Cambridge Analitica ponownie na językach
Prokurator generalny Dystryktu Kolumbii tłumaczy, że wbrew temu, co sądzono do tej pory Zuckerberg ma sporo na sumieniu w związku z głośną aferą Cambridge Analitica. W uzasadnieniu czytamy, że jego decyzje miały rzutować na procedurach ochrony konsumentów Facebooka.
Głośna sprawa miała związek z wyciekiem danych, które przed paroma laty wstrząsnął opinią publiczną. Cały świat dowiedział się nagle, że nasze dane w social mediach nie są wcale bezpieczne. Facebook zapłacił co prawda 5 miliardów dolarów kary, ale sam jego założyciel uniknął wówczas konsekwencji.
Na tym jednak nie koniec. W międzyczasie głośno zrobiło się także o należącym do spółki Zuckerberga Instagramie. Okazało się bowiem, że hasła użytkowników do platformy przechowywane były w niezabezpieczonym pliku tekstowym.
Zuckerberg oskarżony
Zarzuty wobec założyciela Facebooka mają mocne poparcie w zeznaniach świadków. Zuckerberg został umieszczony na liście oskarżonych ws. Cambridge Analtitica po analizie wielu stron dokumentów powstałych w wyniku postępowania sądowego.
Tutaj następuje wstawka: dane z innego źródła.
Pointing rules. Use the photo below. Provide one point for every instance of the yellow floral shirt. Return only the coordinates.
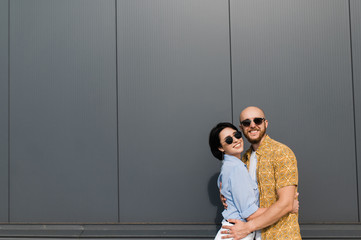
(276, 168)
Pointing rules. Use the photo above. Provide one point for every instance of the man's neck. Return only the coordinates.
(256, 145)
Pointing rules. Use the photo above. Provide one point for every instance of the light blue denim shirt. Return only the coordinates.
(238, 188)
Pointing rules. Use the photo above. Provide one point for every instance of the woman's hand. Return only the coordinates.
(296, 204)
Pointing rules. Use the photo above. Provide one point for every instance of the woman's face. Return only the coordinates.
(235, 148)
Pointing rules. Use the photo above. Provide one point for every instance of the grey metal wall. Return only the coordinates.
(172, 63)
(4, 111)
(355, 7)
(293, 59)
(63, 144)
(111, 103)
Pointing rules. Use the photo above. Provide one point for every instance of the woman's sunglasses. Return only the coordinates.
(257, 121)
(229, 139)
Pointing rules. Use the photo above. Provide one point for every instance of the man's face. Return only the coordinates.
(253, 124)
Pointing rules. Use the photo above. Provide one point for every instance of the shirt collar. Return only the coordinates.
(264, 145)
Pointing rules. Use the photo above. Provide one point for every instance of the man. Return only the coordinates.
(274, 166)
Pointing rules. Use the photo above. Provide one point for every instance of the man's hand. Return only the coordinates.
(223, 199)
(238, 231)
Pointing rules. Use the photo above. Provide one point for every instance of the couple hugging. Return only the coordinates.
(259, 190)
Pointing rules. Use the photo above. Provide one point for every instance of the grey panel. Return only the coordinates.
(174, 85)
(355, 7)
(4, 110)
(63, 111)
(292, 58)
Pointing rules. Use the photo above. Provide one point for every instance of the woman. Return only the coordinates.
(238, 188)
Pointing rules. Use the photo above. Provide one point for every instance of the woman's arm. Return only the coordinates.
(260, 211)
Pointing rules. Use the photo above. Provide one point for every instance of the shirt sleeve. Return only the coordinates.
(286, 173)
(243, 192)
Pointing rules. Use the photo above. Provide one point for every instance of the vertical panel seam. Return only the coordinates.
(354, 109)
(230, 56)
(9, 111)
(117, 103)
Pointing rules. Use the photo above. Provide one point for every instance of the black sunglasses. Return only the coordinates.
(257, 121)
(229, 139)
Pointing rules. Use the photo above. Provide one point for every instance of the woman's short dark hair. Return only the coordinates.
(215, 142)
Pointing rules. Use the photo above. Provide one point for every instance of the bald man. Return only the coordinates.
(273, 166)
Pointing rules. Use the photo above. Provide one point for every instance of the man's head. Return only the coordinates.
(253, 124)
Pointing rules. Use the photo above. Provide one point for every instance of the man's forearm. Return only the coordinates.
(277, 210)
(269, 217)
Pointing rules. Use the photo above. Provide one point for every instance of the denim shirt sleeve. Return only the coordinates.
(243, 193)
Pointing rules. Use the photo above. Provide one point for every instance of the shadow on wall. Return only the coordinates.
(213, 193)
Zdaniem śledczych Zucerberg "był osobiście zaangażowany w decyzje związane z Cambdrige Analitica oraz odpowiada za brak ochrony danych użytkowników swojego serwisu". A jak broni się sam Facebook?
Przedstawiciele platformy społecznościowej uważają, że zarzuty stawiane zarówno w 2018 roku, jak i obecnie są bezpodstawne i zamierza bronić się opierając na faktach".
Nowa nazwa odpowiedzią na problemy Facebooka?
Szef koncernu Mark Zuckerberg ma poinformować o zmianach jeszcze w październiku. Ewentualna decyzja ma być podyktowana próbą ratowania wizerunku Facebooka oraz poszerzenia działalności samej firmy. Byłby to początek prawdziwej, "cyfrowej" rewolucji.
O sensacyjnych doniesieniach jako pierwszy poinformował serwis "The Verge". Według informacji portalu Facebook ma się zmienić w myśl projektu "Metaverse", który ma łączyć cechy rzeczywistości wirtualnej (VR) oraz rozszerzonej (AR).
Choć rzecznik Facebooka odmówił komentarza, mówi się, że o zmianach może poinformować szef firmy Mark Zuckerberg podczas konferencji zaplanowanej na 28 października. Jednym z powodów rewolucji ma być próba ratowania wizerunku spółki, który w ostatnich tygodniach boryka się z wieloma problemami.